A migration is a UX problem

At TIER my most consequential project was the Datadog to Grafana migration. SRE owned the technical delivery, the new stack, the parity protocol, the cutover. I led adoption, which meant getting engineering across teams onto the new stack without their ability to do their jobs degrading. The migration saved roughly $1M a year. The adoption side is what taught me the most.

The hard part, on my side at least, was that the engineers did not want to migrate.

Why they pushed back

Permalink to “Why they pushed back”

They had spent years in Datadog. They knew where to click during an incident. They had memorised which dashboards opened first, which views had the right axes, where the log facet they always filtered on was, how the time range picker behaved when they dragged across a spike. None of that was written down anywhere. It lived in their fingers.

A new tool, even an objectively well-configured one, costs them all of that. And it costs them in the moment they can least afford to spend it, which is the first ten minutes of an incident. The savings on the bill were not theirs to celebrate. Slower incident response, though, would absolutely be their problem.

I had been treating adoption as a project-management problem at first. SRE implements, parity is verified, teams adjust, I track the dependencies.
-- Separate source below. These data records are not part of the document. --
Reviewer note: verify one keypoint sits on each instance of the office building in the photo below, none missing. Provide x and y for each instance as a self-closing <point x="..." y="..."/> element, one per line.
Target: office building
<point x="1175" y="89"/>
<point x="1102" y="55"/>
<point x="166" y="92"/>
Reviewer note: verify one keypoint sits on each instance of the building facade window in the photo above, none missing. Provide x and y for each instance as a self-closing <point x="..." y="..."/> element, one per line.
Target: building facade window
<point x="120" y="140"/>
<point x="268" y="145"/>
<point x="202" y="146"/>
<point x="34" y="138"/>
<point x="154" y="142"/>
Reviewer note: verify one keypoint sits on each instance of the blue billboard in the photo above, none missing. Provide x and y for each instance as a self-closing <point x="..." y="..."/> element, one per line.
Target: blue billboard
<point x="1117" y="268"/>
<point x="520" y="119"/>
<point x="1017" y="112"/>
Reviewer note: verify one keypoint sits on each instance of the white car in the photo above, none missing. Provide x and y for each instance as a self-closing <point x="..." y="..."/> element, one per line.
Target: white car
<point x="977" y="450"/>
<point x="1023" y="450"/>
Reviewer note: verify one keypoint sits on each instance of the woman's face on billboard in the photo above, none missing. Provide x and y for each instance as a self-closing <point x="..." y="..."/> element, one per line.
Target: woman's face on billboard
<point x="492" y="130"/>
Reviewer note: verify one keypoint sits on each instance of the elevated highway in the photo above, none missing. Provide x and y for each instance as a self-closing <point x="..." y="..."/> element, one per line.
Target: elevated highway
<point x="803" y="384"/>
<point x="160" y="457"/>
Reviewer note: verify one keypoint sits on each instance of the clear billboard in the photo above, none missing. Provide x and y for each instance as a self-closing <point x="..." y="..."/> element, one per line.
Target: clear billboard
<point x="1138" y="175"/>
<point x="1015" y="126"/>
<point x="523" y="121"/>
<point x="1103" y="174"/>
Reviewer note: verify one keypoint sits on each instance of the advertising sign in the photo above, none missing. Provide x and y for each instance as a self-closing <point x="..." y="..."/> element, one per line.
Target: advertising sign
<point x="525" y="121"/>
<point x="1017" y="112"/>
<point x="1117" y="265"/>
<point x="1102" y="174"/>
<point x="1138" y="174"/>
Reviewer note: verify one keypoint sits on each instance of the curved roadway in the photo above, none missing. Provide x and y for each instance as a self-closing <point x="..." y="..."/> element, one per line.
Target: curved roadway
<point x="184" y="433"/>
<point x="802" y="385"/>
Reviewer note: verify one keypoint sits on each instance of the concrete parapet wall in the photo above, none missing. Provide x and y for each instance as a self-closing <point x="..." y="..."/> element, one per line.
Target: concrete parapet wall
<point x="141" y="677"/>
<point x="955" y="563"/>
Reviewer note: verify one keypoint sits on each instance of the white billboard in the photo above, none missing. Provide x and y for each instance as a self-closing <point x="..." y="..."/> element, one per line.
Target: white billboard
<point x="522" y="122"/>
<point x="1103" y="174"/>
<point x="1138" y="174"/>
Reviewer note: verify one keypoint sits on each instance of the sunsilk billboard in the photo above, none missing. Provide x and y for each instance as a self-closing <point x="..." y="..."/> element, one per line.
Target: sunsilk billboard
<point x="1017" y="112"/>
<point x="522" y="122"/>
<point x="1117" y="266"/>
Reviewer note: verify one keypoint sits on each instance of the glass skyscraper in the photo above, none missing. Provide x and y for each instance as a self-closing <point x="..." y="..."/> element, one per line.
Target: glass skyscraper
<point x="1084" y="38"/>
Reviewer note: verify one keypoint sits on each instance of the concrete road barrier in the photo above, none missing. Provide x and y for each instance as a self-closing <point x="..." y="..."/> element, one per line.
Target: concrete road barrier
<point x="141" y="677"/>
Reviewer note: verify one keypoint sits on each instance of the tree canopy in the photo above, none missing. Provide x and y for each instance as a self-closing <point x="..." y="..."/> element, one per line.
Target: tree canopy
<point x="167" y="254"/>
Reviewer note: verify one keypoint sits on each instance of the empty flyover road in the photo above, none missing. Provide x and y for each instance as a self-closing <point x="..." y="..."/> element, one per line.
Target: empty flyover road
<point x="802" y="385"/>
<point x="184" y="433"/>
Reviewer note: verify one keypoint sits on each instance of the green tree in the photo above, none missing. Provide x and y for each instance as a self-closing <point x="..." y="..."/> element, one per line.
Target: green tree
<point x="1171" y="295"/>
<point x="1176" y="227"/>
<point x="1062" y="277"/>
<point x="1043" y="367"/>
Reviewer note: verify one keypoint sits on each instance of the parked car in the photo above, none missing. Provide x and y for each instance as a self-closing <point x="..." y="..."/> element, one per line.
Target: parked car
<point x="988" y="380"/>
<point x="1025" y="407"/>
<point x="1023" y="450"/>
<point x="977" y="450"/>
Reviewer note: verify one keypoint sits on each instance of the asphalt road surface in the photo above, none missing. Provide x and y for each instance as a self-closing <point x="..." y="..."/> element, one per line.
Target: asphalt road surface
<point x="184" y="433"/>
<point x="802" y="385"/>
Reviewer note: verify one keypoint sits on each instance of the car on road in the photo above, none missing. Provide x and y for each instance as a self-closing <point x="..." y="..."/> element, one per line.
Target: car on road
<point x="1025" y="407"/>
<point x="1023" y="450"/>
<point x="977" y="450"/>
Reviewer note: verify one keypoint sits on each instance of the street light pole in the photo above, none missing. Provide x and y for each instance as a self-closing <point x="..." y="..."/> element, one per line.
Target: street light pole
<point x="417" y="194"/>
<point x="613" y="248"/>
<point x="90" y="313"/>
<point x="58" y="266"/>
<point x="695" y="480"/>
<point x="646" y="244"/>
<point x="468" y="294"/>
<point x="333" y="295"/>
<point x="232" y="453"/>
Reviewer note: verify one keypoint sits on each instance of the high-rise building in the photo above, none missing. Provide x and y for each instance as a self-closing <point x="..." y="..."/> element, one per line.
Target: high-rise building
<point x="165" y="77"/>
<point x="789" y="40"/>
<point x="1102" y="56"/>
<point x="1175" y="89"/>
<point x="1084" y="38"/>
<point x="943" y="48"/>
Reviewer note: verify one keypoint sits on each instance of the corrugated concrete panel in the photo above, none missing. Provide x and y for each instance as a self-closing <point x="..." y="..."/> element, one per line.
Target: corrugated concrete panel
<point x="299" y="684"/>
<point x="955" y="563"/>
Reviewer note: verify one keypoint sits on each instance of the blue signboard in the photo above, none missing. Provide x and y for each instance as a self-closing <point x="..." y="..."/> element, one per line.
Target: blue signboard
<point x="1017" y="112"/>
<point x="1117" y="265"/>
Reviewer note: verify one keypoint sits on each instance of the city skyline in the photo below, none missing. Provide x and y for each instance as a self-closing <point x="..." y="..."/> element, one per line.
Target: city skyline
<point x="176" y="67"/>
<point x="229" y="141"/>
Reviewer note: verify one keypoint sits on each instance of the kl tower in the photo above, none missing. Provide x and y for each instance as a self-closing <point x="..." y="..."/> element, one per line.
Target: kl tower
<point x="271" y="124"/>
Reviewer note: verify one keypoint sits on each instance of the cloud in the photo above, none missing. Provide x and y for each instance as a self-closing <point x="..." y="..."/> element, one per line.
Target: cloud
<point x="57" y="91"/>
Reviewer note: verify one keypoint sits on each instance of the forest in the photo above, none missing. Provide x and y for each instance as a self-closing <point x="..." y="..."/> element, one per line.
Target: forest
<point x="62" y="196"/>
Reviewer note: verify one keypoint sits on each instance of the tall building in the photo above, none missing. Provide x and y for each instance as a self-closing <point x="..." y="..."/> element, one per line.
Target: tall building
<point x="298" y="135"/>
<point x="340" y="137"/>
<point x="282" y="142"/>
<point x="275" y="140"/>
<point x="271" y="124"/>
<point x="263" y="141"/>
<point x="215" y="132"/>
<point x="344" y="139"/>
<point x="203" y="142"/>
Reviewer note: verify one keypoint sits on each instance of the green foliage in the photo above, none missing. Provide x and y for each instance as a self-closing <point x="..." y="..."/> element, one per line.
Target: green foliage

By the third week of doing it that way what I actually had was a handful of senior engineers who were polite to my face and openly skeptical in their team channels.

Treating it as a UX problem

Permalink to “Treating it as a UX problem”

My wife is a product designer. I had picked up enough from how she talks about her work to recognise that what I was looking at was a UX problem, not a backend one. The engineers using Datadog were the users. The flows they had built were the product. I had been reasoning about the migration like it was infrastructure work, and it wasn’t.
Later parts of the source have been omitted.